Before that was Umpqua, when in addition to his “political choice we make” comment, Obama elaborated:
Earlier this year, I answered a question in an interview by saying, “The United States of America is the one advanced nation on Earth in which we do not have sufficient common-sense gun-safety laws—even in the face of repeated mass killings.” And later that day, there was a mass shooting at a movie theater in Lafayette, Louisiana. That day! Somehow this has become routine ... We know that other countries, in response to one mass shooting, have been able to craft laws that almost eliminate mass shootings.
Here is Obama after the massacre at Emmanuel A.M.E. Church in Charleston, South Carolina:
At some point, we as a country will have to reckon with the fact that this type of mass violence does not happen in other advanced countries. It doesn’t happen in other places with this kind of frequency.
Here’s Obama in an interview shortly after Elliot Rodger killed six in Isla Vista, California:
My biggest frustration [as president], so far, is the fact that this society has not been willing to take some basic steps to keep guns out of the hands of people who can do just unbelievable damage. We’re the only developed country on earth where this happens, and it happens now once a week. And it’s a one day story. There’s no place like this.
Here he is in September 2013, following the shootings in the Navy Yard in Washington, D.C.—presaging his “political choice” comments:
No other advanced nation endures this kind of violence—none. Here in America, the murder rate is three times what it is in other developed nations. The murder rate with guns is 10 times what it is in other developed nations. And there is nothing inevitable about it. It comes about because of decisions we make or fail to make.
As clear as Obama’s anger is—the tone of his Umpqua reaction, in particular, surprised even jaded observers for its heat—his resignation is perhaps even clearer. It is a recognition that as singular as the phenomenon of American mass shootings may be, the realities of the political system bind him.

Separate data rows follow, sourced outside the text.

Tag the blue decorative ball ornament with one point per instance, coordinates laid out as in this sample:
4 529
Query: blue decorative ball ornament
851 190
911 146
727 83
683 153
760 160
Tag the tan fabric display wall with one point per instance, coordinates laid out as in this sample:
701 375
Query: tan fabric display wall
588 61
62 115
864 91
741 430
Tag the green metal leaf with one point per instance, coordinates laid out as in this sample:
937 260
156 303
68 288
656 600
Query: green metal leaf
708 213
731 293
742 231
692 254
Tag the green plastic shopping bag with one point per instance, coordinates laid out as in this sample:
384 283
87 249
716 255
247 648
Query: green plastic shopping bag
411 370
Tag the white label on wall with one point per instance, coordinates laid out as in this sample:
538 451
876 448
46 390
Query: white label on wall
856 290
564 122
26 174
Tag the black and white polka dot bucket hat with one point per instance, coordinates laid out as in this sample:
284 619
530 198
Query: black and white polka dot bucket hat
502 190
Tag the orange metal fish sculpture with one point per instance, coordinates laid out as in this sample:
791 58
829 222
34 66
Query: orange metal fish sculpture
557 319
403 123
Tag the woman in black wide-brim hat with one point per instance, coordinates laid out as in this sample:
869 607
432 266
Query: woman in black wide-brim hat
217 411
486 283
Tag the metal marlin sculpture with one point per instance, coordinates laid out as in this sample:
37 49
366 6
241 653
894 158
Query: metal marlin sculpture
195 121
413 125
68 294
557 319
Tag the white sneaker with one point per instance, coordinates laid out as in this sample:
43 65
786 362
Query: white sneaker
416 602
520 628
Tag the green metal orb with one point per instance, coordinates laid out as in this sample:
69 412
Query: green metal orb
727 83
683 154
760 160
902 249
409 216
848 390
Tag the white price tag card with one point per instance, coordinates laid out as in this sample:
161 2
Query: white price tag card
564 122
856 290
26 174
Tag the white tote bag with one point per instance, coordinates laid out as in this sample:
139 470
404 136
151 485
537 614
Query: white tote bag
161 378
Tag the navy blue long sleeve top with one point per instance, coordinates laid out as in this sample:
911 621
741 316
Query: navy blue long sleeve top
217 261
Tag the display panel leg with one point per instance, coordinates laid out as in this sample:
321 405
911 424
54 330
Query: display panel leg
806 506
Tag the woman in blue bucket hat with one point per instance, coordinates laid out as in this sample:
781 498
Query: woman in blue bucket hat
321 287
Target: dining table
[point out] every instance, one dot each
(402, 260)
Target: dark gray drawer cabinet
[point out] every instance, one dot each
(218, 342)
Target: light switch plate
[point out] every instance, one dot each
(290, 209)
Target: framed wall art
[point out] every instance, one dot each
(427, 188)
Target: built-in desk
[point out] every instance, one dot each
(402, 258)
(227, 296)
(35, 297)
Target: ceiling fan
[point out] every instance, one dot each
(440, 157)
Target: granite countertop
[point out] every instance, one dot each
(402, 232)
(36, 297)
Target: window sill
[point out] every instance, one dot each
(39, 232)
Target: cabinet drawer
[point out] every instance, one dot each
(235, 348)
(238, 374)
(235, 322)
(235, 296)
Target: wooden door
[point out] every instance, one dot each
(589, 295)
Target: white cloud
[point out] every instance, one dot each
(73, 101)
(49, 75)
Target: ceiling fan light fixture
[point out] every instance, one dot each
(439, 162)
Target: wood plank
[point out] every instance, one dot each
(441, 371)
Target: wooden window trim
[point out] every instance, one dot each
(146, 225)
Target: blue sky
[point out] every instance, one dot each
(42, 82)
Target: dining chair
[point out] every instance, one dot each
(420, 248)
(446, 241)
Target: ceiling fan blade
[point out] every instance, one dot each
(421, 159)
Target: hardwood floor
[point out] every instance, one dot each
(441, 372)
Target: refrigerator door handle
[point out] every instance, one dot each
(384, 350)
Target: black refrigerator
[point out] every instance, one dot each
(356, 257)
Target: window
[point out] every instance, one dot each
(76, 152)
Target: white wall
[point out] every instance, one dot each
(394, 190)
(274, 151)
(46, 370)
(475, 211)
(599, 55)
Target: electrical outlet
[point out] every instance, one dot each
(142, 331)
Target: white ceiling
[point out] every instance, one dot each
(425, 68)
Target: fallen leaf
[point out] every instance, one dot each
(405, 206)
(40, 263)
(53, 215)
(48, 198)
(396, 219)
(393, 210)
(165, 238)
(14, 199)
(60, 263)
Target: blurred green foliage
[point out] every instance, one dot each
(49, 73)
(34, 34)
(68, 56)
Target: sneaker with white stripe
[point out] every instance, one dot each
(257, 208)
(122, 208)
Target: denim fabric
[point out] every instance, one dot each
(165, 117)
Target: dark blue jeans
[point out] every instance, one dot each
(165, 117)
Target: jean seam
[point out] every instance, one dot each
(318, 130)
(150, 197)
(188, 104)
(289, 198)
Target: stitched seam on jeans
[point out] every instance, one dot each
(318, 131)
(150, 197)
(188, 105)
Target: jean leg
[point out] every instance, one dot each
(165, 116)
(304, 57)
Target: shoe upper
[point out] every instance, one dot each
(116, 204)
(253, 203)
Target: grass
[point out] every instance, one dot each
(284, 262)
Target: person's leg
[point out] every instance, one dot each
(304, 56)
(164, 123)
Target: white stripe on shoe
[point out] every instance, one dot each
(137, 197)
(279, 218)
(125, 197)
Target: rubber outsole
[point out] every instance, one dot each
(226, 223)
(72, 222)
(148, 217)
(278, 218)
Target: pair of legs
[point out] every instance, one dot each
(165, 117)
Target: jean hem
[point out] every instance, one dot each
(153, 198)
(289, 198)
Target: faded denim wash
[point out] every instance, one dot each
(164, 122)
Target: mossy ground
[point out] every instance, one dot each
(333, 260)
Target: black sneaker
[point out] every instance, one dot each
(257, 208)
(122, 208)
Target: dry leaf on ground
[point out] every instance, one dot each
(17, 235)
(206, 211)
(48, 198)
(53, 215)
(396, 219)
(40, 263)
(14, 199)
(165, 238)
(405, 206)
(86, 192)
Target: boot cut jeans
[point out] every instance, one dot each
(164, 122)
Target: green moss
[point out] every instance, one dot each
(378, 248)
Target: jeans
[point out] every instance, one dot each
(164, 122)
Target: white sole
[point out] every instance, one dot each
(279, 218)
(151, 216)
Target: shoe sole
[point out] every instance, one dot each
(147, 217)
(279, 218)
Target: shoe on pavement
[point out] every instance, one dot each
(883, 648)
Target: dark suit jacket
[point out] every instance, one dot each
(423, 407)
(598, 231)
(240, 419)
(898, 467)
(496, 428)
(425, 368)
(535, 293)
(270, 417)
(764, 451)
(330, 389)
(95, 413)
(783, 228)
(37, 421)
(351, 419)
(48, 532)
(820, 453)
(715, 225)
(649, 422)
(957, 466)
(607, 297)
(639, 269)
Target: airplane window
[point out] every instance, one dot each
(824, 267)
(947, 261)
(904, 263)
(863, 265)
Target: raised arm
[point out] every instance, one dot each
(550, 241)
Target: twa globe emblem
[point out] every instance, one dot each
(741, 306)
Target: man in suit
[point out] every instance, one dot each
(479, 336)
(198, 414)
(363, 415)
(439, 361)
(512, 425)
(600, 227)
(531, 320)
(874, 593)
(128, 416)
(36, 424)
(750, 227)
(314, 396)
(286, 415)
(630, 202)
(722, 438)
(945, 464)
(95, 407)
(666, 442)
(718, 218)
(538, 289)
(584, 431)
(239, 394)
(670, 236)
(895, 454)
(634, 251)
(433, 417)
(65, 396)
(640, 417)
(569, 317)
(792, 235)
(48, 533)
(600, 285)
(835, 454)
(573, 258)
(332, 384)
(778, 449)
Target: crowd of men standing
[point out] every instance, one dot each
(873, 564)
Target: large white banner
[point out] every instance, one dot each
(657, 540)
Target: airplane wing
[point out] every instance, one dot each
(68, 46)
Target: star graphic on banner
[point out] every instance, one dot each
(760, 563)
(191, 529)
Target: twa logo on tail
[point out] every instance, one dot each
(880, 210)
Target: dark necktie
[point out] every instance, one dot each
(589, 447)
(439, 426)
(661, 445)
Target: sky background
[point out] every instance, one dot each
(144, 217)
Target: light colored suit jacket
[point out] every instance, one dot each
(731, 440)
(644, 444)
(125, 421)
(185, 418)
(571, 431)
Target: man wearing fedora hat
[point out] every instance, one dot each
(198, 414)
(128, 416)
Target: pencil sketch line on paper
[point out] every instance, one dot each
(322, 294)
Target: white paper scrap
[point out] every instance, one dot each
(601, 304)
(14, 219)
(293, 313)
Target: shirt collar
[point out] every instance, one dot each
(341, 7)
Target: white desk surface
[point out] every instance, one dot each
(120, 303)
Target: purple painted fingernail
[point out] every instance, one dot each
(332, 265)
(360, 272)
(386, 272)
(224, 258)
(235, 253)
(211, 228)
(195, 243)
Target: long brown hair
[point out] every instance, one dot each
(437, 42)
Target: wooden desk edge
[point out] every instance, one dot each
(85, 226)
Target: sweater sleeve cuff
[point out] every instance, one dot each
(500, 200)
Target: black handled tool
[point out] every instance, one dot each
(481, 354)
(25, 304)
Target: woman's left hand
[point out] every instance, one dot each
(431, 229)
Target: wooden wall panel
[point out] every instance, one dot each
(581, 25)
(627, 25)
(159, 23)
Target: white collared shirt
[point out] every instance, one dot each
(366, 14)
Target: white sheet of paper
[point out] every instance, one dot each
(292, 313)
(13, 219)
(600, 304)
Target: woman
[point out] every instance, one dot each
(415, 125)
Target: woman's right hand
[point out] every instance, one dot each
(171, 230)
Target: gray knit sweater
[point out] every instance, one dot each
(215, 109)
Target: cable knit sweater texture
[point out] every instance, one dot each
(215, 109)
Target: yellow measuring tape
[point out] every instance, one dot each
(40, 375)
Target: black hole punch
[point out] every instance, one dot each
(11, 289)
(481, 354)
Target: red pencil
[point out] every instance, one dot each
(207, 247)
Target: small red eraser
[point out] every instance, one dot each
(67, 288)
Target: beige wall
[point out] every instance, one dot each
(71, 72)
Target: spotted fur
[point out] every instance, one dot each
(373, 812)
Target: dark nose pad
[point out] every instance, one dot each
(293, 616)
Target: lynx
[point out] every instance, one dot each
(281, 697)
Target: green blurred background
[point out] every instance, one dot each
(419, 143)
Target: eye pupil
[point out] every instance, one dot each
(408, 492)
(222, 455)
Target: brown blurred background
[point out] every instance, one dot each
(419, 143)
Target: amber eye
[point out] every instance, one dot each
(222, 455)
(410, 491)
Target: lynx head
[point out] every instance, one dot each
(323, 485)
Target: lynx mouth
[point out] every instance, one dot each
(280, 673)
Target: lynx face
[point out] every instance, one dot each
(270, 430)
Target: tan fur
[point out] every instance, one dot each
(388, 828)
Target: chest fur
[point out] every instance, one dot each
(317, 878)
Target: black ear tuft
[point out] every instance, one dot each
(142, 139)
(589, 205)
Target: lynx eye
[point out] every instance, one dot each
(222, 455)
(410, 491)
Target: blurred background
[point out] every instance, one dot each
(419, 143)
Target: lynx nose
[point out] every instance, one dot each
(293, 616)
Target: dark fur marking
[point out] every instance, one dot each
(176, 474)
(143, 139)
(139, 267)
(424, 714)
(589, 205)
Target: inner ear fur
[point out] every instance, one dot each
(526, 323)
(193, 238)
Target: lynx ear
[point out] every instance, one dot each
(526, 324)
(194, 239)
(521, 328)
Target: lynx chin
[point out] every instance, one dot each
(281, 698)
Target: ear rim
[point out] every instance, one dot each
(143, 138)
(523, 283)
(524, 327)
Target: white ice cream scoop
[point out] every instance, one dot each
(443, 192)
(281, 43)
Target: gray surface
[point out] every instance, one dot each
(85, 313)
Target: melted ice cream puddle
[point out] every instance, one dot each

“Each time this happens I am going to say that we can actually do something about it, but we’re going to have to change our laws,” he said after Umpqua. “And this is not something I can do by myself. I’ve got to have a Congress and I’ve got to have state legislatures and governors who are willing to work with me on this.”
Obama has kept his promise to keep saying so. Two months later, there’s no reason for the public to think he’s any closer to having a Congress willing to work with him, no reason to believe that will change, and no reason to believe Obama has any hope it will change.